Berwald took the Quintet in C minor with him when he paid a short visit to Liszt in the spring of 1857. Liszt immediately played through the work and Berwald later wrote: 'I have had the opportunity to hear my Quintet played – straight from the score – by a true poetic master. This was music! No longer just a piano but a whole orchestra! I shall never forget his name!'
As a gesture of thanks Berwald dedicated his Quintet in A major to Liszt. The following February, when the published work reached him, Liszt sent a message to Berwald: 'You express yourself with invention, skill and agility, your developments and recapitulations are masterfully executed, your style both elegant and harmonically original. If I must pronounce on your work I would say that its most outstanding qualities are its lively invention and an exquisite feeling for development.
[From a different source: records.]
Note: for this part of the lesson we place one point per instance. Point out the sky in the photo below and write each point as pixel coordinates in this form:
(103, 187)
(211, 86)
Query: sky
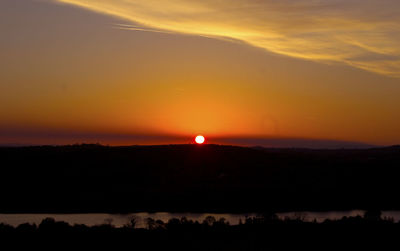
(316, 73)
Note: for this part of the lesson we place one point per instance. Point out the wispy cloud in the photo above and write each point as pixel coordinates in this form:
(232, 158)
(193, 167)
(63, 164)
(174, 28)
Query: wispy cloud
(361, 33)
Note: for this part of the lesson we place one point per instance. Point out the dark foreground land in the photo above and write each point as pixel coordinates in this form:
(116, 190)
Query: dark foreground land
(192, 178)
(265, 232)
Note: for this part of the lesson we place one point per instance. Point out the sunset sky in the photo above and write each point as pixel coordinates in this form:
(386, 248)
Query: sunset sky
(246, 72)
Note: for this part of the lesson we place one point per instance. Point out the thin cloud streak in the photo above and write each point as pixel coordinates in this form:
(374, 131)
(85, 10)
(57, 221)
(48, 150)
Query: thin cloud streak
(361, 33)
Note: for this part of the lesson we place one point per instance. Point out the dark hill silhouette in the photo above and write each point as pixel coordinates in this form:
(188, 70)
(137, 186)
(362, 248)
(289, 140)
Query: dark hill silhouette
(208, 178)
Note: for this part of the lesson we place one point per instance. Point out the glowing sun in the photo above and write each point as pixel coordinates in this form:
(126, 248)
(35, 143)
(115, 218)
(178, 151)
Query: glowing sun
(200, 139)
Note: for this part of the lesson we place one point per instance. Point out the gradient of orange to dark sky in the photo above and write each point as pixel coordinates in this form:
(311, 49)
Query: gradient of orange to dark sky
(157, 72)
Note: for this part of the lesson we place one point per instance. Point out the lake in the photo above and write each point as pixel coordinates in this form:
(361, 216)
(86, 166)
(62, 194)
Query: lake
(119, 220)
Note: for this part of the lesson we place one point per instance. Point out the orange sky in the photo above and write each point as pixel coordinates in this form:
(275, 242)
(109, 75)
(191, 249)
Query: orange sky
(154, 72)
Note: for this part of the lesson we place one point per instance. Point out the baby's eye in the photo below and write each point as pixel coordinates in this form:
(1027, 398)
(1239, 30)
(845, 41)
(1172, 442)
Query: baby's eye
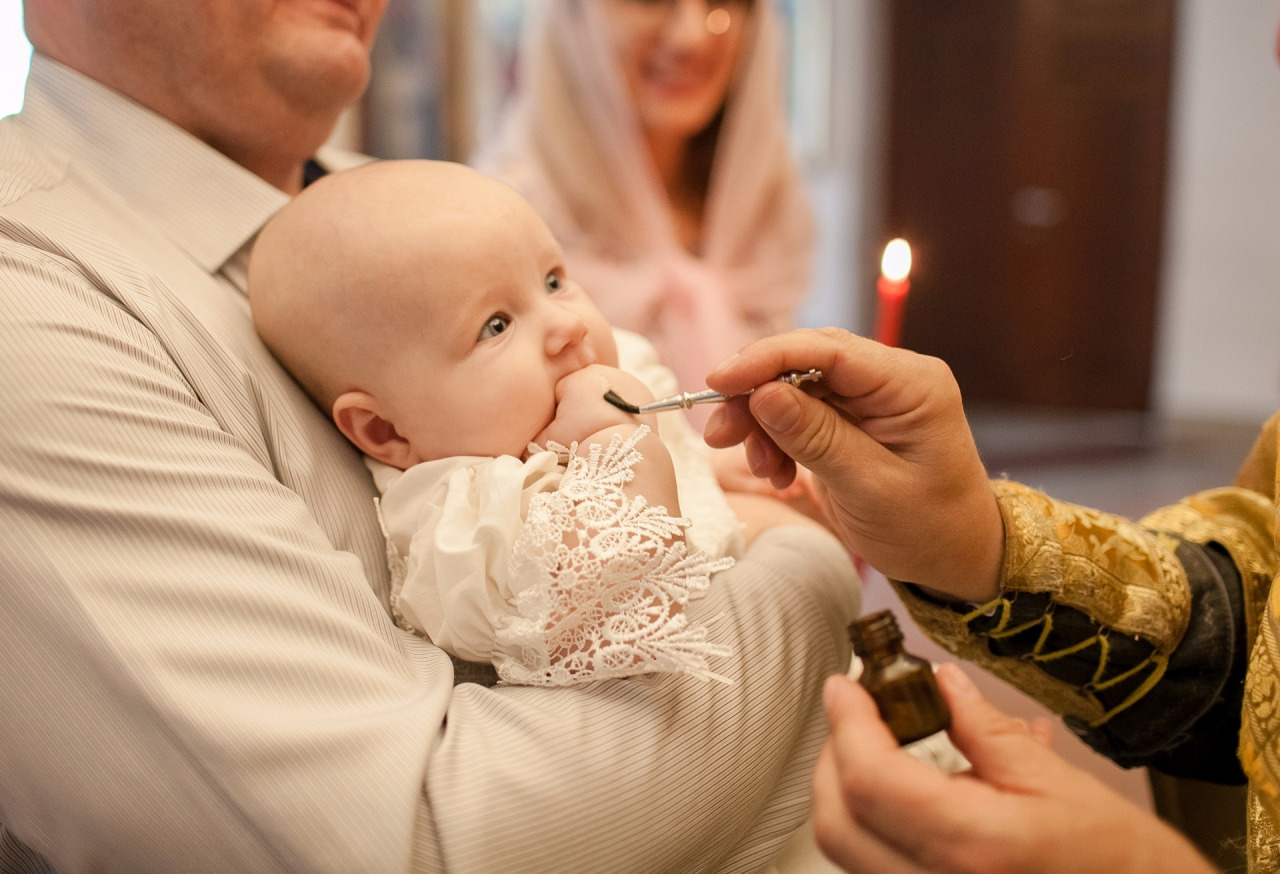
(496, 325)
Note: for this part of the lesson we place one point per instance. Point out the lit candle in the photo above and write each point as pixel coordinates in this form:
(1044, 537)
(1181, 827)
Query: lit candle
(891, 291)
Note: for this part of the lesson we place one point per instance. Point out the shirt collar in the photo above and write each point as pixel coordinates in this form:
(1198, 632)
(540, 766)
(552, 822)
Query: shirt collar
(206, 204)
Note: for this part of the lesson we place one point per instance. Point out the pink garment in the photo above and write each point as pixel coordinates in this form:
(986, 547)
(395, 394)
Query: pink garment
(572, 146)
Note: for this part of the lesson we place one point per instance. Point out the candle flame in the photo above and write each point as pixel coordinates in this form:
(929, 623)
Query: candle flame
(896, 261)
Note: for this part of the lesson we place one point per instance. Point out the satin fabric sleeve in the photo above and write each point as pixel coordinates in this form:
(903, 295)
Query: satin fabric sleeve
(1136, 632)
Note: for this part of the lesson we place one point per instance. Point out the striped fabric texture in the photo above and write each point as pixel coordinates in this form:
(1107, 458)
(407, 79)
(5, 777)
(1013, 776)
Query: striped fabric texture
(197, 669)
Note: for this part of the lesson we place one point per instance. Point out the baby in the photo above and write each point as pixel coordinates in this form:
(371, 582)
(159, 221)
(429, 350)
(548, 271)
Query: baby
(530, 524)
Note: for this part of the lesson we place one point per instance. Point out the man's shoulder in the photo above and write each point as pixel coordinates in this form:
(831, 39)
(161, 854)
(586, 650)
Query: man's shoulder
(27, 164)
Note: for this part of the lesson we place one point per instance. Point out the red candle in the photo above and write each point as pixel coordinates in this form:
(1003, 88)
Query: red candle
(891, 291)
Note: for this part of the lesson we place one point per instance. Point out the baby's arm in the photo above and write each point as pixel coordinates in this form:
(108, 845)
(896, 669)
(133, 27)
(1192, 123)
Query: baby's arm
(759, 513)
(584, 416)
(736, 479)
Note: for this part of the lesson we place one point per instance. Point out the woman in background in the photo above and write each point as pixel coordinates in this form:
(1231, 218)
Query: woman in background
(650, 136)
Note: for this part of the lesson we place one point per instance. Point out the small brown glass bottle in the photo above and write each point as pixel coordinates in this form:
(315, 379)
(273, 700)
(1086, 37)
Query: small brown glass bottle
(901, 683)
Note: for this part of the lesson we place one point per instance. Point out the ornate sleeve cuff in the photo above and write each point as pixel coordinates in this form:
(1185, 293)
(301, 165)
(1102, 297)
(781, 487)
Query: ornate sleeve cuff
(1095, 619)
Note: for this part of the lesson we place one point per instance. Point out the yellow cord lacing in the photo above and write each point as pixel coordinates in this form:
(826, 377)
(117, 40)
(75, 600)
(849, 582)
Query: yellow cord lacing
(1157, 662)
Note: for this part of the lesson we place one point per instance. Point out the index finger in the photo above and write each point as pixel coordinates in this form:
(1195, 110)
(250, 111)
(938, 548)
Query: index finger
(851, 365)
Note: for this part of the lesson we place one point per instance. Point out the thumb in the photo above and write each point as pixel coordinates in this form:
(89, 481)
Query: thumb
(1002, 750)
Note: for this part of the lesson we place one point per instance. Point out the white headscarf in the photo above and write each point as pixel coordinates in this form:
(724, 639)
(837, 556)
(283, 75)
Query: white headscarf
(574, 147)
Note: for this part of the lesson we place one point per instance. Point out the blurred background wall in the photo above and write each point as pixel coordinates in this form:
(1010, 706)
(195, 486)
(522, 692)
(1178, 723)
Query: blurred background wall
(1207, 339)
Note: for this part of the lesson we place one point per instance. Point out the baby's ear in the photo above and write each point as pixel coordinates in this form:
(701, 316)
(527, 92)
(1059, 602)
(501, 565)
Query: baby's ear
(356, 416)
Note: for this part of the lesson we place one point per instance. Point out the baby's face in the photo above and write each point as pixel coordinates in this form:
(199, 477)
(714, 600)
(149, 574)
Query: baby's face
(499, 324)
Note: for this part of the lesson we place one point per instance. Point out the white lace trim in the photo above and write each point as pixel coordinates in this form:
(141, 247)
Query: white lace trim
(608, 586)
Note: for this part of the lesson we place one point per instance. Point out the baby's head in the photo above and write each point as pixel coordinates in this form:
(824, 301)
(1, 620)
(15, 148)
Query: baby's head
(425, 306)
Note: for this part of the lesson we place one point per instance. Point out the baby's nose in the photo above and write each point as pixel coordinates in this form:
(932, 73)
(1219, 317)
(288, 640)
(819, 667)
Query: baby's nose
(567, 333)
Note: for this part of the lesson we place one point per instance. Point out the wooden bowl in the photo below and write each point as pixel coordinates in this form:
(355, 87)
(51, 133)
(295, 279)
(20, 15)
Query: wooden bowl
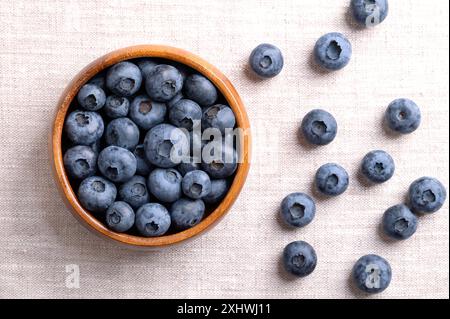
(154, 51)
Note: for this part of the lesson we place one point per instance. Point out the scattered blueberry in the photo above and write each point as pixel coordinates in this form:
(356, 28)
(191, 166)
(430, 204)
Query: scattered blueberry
(147, 113)
(96, 194)
(120, 217)
(266, 60)
(370, 13)
(378, 166)
(200, 89)
(166, 145)
(84, 127)
(187, 213)
(91, 97)
(117, 164)
(399, 222)
(165, 184)
(319, 127)
(333, 51)
(80, 162)
(298, 209)
(332, 179)
(122, 132)
(403, 116)
(372, 274)
(219, 188)
(116, 106)
(299, 258)
(143, 167)
(196, 184)
(152, 220)
(426, 195)
(124, 79)
(163, 83)
(218, 160)
(185, 114)
(135, 192)
(218, 116)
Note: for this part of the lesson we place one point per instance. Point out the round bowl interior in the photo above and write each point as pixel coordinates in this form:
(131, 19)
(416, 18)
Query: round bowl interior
(152, 51)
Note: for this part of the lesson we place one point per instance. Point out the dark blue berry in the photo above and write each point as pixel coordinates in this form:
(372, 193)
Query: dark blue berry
(299, 258)
(319, 127)
(298, 209)
(399, 222)
(378, 166)
(120, 217)
(333, 51)
(426, 195)
(96, 194)
(372, 274)
(332, 179)
(80, 162)
(266, 60)
(152, 220)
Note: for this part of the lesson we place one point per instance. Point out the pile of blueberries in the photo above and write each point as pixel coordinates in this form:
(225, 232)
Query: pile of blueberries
(130, 139)
(371, 273)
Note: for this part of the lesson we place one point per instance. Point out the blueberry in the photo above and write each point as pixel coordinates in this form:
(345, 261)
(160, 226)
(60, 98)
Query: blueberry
(117, 164)
(122, 132)
(218, 160)
(99, 80)
(152, 220)
(372, 274)
(403, 116)
(165, 184)
(135, 192)
(166, 145)
(163, 83)
(143, 167)
(188, 166)
(331, 179)
(333, 51)
(84, 127)
(200, 89)
(185, 114)
(218, 116)
(319, 127)
(146, 66)
(96, 194)
(120, 217)
(378, 166)
(219, 188)
(147, 113)
(426, 195)
(266, 60)
(196, 184)
(116, 106)
(369, 12)
(298, 209)
(299, 258)
(124, 79)
(399, 222)
(175, 99)
(91, 97)
(80, 162)
(187, 213)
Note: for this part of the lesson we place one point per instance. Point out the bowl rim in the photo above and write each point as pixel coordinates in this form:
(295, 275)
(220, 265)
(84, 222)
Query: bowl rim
(149, 51)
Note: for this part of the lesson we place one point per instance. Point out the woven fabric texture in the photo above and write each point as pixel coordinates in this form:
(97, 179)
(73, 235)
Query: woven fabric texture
(44, 43)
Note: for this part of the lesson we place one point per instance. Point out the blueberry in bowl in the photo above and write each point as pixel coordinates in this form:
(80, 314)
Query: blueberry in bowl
(122, 139)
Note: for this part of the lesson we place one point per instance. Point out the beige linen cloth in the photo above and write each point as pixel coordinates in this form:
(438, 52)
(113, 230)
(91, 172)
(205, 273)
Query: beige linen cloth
(43, 44)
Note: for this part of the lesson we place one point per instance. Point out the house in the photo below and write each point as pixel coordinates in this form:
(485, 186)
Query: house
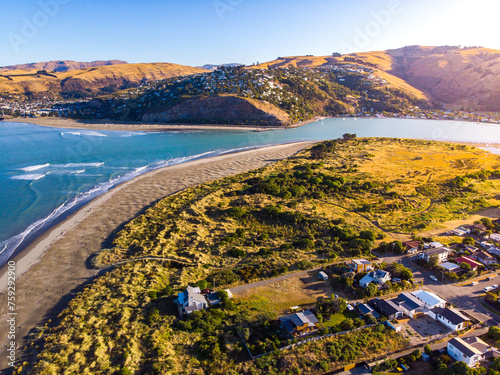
(411, 246)
(495, 237)
(433, 245)
(410, 304)
(379, 277)
(461, 231)
(323, 276)
(442, 253)
(451, 267)
(299, 324)
(213, 298)
(190, 300)
(483, 257)
(470, 350)
(387, 308)
(361, 265)
(430, 299)
(364, 308)
(451, 318)
(468, 260)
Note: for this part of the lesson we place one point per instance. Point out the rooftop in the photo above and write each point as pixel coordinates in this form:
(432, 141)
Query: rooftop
(451, 315)
(428, 297)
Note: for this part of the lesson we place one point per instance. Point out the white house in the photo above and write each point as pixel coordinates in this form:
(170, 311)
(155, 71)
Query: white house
(495, 237)
(430, 299)
(190, 300)
(379, 277)
(484, 257)
(470, 350)
(442, 253)
(451, 318)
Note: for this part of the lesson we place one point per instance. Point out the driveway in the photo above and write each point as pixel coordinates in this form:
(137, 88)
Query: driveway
(464, 297)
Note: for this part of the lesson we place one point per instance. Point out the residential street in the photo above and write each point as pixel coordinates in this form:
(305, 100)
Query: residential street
(465, 297)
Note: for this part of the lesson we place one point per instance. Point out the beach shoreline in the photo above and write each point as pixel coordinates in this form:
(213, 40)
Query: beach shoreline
(67, 123)
(54, 266)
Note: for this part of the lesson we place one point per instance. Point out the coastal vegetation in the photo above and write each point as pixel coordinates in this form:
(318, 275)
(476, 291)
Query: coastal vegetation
(331, 202)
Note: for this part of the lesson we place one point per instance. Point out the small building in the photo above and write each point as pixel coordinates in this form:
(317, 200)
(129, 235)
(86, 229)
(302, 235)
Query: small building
(483, 257)
(379, 277)
(323, 276)
(430, 299)
(461, 231)
(387, 308)
(364, 308)
(470, 350)
(190, 300)
(361, 265)
(468, 260)
(451, 267)
(410, 304)
(442, 253)
(495, 237)
(412, 247)
(451, 318)
(299, 324)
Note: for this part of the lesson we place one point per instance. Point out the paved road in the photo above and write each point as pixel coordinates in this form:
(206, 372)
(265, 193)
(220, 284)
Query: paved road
(465, 297)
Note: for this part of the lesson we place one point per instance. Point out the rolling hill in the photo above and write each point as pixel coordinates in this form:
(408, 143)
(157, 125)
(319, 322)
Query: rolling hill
(81, 83)
(61, 65)
(454, 77)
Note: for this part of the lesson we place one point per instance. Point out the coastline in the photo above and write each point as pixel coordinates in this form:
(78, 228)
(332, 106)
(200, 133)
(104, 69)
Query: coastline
(67, 123)
(53, 266)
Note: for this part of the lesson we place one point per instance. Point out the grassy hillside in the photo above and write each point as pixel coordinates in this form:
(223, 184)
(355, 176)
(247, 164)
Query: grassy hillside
(459, 78)
(298, 94)
(61, 65)
(35, 84)
(322, 204)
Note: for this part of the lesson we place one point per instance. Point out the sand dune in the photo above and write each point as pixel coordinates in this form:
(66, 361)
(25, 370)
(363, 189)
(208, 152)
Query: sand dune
(55, 265)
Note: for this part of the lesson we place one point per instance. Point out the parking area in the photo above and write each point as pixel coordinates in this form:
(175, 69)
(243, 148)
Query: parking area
(423, 329)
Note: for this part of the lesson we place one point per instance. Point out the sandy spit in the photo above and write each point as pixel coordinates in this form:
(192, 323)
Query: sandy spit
(54, 266)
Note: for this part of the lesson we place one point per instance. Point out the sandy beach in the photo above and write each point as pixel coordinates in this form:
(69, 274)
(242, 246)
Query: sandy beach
(54, 266)
(58, 122)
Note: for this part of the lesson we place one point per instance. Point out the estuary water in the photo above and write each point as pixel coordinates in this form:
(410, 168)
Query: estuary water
(47, 173)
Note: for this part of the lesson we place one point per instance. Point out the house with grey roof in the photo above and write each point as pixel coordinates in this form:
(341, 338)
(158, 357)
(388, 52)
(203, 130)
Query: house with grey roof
(190, 300)
(299, 324)
(379, 277)
(470, 350)
(387, 307)
(451, 318)
(410, 304)
(430, 299)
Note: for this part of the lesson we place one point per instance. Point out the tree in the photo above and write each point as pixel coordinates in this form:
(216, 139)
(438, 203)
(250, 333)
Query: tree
(406, 274)
(371, 290)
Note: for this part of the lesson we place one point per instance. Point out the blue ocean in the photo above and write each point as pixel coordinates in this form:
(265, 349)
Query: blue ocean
(47, 173)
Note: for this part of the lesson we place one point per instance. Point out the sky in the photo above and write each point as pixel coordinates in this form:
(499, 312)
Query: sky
(197, 32)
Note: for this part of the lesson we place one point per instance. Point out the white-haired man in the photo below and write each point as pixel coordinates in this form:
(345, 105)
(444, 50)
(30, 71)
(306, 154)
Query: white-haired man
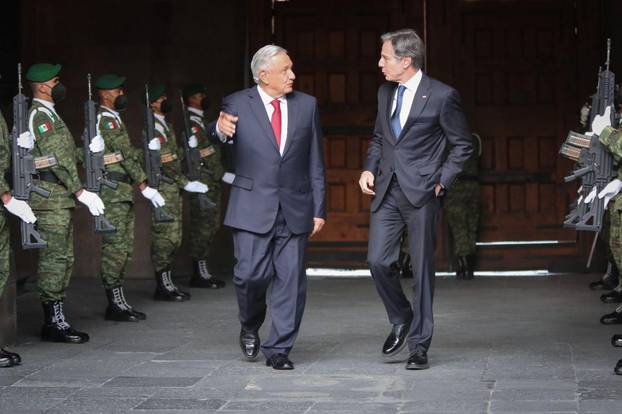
(276, 201)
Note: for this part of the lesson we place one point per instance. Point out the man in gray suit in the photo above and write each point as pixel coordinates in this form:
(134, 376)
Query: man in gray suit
(406, 172)
(276, 200)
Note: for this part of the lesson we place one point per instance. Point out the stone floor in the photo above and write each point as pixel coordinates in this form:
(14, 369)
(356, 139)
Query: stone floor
(501, 345)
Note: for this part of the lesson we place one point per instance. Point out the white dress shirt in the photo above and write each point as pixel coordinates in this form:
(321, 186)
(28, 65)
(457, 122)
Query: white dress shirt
(409, 96)
(267, 101)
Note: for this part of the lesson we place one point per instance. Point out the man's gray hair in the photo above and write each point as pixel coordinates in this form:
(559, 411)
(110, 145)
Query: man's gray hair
(261, 59)
(406, 43)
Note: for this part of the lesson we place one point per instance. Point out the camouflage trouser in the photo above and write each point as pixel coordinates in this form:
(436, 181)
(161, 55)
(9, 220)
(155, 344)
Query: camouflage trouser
(204, 224)
(461, 209)
(56, 260)
(117, 247)
(4, 251)
(166, 237)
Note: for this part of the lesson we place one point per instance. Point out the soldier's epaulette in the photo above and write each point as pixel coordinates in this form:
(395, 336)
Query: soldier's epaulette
(206, 152)
(167, 157)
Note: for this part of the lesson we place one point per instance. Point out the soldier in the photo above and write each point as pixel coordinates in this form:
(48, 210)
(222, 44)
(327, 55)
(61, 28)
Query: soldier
(203, 223)
(166, 237)
(17, 207)
(612, 140)
(123, 166)
(55, 213)
(461, 208)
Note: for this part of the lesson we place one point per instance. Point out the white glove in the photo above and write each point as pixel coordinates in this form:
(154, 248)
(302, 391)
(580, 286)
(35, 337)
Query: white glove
(193, 142)
(21, 209)
(97, 144)
(611, 190)
(591, 196)
(601, 121)
(26, 140)
(196, 187)
(154, 144)
(154, 196)
(93, 202)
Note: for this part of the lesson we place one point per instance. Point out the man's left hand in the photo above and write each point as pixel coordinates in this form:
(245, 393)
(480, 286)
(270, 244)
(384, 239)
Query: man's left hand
(318, 223)
(439, 190)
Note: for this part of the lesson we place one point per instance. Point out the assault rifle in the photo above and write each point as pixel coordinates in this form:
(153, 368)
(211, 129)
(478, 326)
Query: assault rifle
(24, 166)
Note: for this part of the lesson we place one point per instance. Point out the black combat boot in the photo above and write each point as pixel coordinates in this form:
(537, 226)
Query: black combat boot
(17, 360)
(6, 360)
(116, 310)
(461, 268)
(165, 289)
(470, 267)
(202, 278)
(56, 329)
(140, 315)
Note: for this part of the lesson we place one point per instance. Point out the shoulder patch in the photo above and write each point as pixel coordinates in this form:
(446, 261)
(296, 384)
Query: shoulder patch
(110, 124)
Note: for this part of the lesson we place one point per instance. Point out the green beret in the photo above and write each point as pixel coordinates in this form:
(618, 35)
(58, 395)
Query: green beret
(155, 91)
(191, 89)
(110, 81)
(42, 72)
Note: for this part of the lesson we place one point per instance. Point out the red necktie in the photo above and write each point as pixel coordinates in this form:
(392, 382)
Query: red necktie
(276, 121)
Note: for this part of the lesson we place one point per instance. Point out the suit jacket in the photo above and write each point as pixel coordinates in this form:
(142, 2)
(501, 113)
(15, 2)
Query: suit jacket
(418, 156)
(265, 180)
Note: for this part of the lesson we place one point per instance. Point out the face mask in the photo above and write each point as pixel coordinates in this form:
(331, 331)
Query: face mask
(204, 104)
(166, 106)
(58, 92)
(120, 103)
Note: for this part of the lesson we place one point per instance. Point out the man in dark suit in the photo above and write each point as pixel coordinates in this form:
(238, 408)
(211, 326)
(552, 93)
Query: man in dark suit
(276, 199)
(407, 171)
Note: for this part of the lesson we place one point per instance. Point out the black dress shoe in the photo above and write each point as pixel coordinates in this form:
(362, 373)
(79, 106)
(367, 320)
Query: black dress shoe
(249, 343)
(13, 355)
(6, 360)
(600, 285)
(418, 360)
(611, 297)
(280, 362)
(612, 318)
(396, 340)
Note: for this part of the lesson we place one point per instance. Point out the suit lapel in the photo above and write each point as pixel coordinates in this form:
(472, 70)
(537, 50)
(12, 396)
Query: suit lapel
(260, 113)
(291, 121)
(421, 98)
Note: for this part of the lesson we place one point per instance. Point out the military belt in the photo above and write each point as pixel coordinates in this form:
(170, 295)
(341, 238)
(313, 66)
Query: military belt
(120, 177)
(48, 176)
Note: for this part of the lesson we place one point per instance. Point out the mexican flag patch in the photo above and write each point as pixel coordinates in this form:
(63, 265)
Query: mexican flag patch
(44, 127)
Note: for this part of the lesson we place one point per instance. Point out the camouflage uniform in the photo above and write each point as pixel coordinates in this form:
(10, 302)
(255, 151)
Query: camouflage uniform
(54, 214)
(205, 223)
(5, 166)
(461, 208)
(166, 237)
(117, 247)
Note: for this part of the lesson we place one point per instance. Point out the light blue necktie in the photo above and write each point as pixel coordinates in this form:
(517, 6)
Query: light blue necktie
(395, 118)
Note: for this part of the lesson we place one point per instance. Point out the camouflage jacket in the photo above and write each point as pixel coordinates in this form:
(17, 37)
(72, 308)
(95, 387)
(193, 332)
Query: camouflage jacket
(53, 137)
(125, 159)
(210, 154)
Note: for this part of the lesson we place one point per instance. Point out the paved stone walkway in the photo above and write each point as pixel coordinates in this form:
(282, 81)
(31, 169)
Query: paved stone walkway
(501, 345)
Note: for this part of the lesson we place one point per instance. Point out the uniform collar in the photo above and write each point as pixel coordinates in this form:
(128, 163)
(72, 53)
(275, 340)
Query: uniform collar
(49, 105)
(196, 111)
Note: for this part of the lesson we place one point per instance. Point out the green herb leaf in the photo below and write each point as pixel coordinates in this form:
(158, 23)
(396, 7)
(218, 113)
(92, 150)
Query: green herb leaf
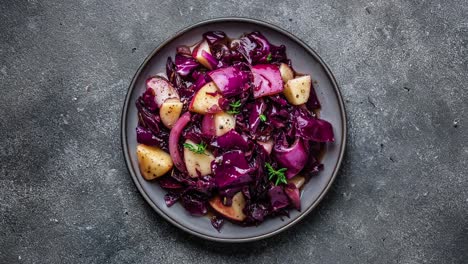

Thus you satisfy the demands of the art without once abandoning common sense'.
Liszt also wrote of audiences' lack of understanding, saying 'unfortunately such audiences are everywhere. As far as supposed connoisseurs and musical experts are concerned, I quote from the Good Book: "They have ears, but they hear not". Believe me, sir, you must not allow yourself to be influenced by these many critics with big ears, rather continue to compose as your heart and fantasy dictates…You truly possess originality but you will not enjoy success during your lifetime. Nevertheless you must persevere'.
The Quintet in C minor was performed on several occasions with Hilda Thegerström at the piano. It was not until 1874 that a public performance seems to have taken place. The Quintet in A major, as far as can be ascertained, was first performed in 1895 by the Aulin Quartet and Wilhelm Stenhammar.